Se il dolore privato può essere buonista ed ecumenico, quello pubblico non può che essere improntato sulla distinzione tra bravi e cattivi e sulla fermezza

Dolore privato, fermezza pubblica

Il dolore è fatto privato e la sua elaborazione da parte di chi lo ha subito nella testa e nella carne non è giudicabile. La famiglia di Valeria ha scelto legittimamente funerali laici ed ecumenici, astratti dal contesto che ha generato tanti lutti. Nessuno che non fosse stato a conoscenza dei fatti avrebbe potuto intuire o capire - assistendo alla cerimonia di piazza San Marco a Venezia - perché e per mano di chi Valeria è morta. Lo Stato ai suoi massimi livelli ha assistito - era presente anche il presidente Sergio Mattarella - in rispettoso silenzio. E fino a qui tutto torna, come si conviene in un Paese civile.

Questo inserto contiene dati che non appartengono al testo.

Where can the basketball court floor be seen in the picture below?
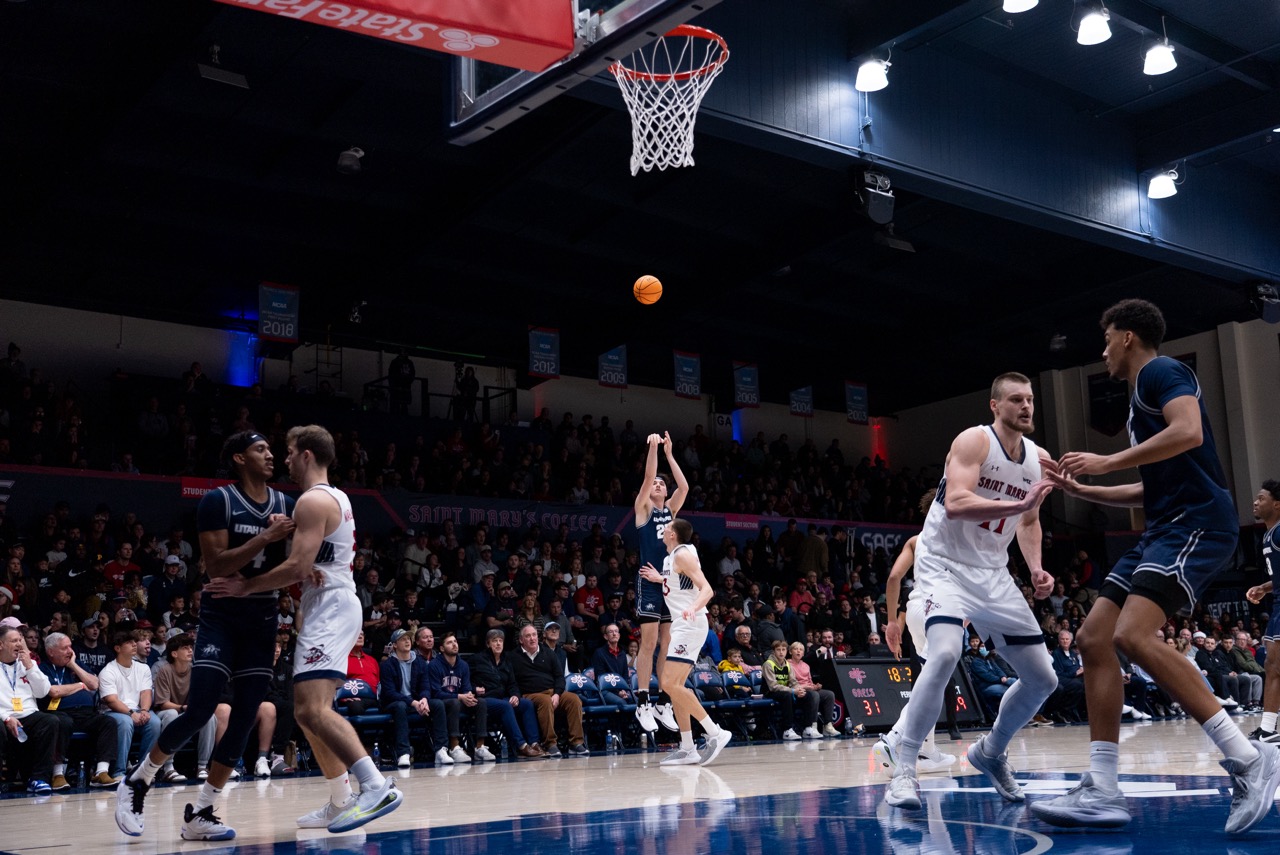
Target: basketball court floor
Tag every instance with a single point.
(760, 799)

Ma non vorremmo che da oggi chiunque osasse pronunciare i nomi del nemico che ha ucciso Valeria pretendendo giustizia finisse all'indice in quanto provocatore, reazionario, pericoloso agitatore. Perché se il dolore privato può essere buonista ed ecumenico, quello pubblico non può che essere improntato sulla distinzione tra bravi e cattivi e sulla fermezza. Hollande, che è un leader della sinistra europea e non un pericoloso fascista, dopo il minuto di silenzio in ricordo delle vittime ha giurato «vendetta» e promesso che «la Francia colpirà senza pietà» chi ha ucciso i suoi figli.

Non è vero che i nemici non esistono, che non si possono fare nomi e riferimenti perché altrimenti «così si incita all'odio». Ho ancora negli occhi Rosaria Schifani, moglie di uno degli uomini di scorta di Falcone saltati in aria nell'attentato di Capaci. Nella cattedrale di Palermo, al termine dei funerali, la donna, disse all'allora premier Spadolini: «Presidente, io voglio sentire una sola parola: lo vendicheremo. Se non puoi dirmela, presidente, non voglio sentire nulla, neanche una parola».

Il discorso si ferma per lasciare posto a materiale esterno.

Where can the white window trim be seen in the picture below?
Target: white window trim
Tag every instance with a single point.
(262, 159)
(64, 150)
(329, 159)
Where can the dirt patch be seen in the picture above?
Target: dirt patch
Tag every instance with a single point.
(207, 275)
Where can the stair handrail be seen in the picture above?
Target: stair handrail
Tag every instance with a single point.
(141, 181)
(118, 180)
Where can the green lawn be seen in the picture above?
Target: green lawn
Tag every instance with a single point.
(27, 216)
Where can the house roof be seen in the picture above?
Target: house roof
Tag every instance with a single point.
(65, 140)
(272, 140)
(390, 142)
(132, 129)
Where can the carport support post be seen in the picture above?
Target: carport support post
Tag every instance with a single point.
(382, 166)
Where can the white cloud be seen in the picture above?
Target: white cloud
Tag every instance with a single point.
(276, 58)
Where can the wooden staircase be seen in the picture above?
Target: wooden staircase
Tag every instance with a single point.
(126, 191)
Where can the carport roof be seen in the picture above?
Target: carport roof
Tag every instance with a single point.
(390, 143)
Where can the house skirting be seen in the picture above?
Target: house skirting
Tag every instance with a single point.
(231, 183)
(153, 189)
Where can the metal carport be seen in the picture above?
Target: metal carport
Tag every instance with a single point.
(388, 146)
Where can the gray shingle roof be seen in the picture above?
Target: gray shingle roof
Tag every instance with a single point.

Poi, con le ultime forze rimastele, prese il microfono e pronunciò il famoso discorso: «Io, Rosaria Costa, vedova dell'agente Vito Schifani, a nome di tutti coloro che hanno dato la vita per lo Stato, chiedo innanzitutto che venga fatta giustizia, adesso. Rivolgendomi agli uomini della mafia, perché ci sono qua dentro e non, ma certamente non cristiani: sappiate che anche per voi c'è possibilità di perdono: io vi perdono, però vi dovete mettere in ginocchio, se avete il coraggio di cambiare. Ma loro non cambiano, loro non vogliono cambiare...».

Il cancro della mafia allora, quello

del terrorismo islamico oggi e dei loro amici «che sono qua dentro». Noi rispettiamo il silenzio dei genitori di Valeria, ma la pensiamo come Rosaria. Che a un funerale disse ai politici: voglio giustizia adesso o tacete.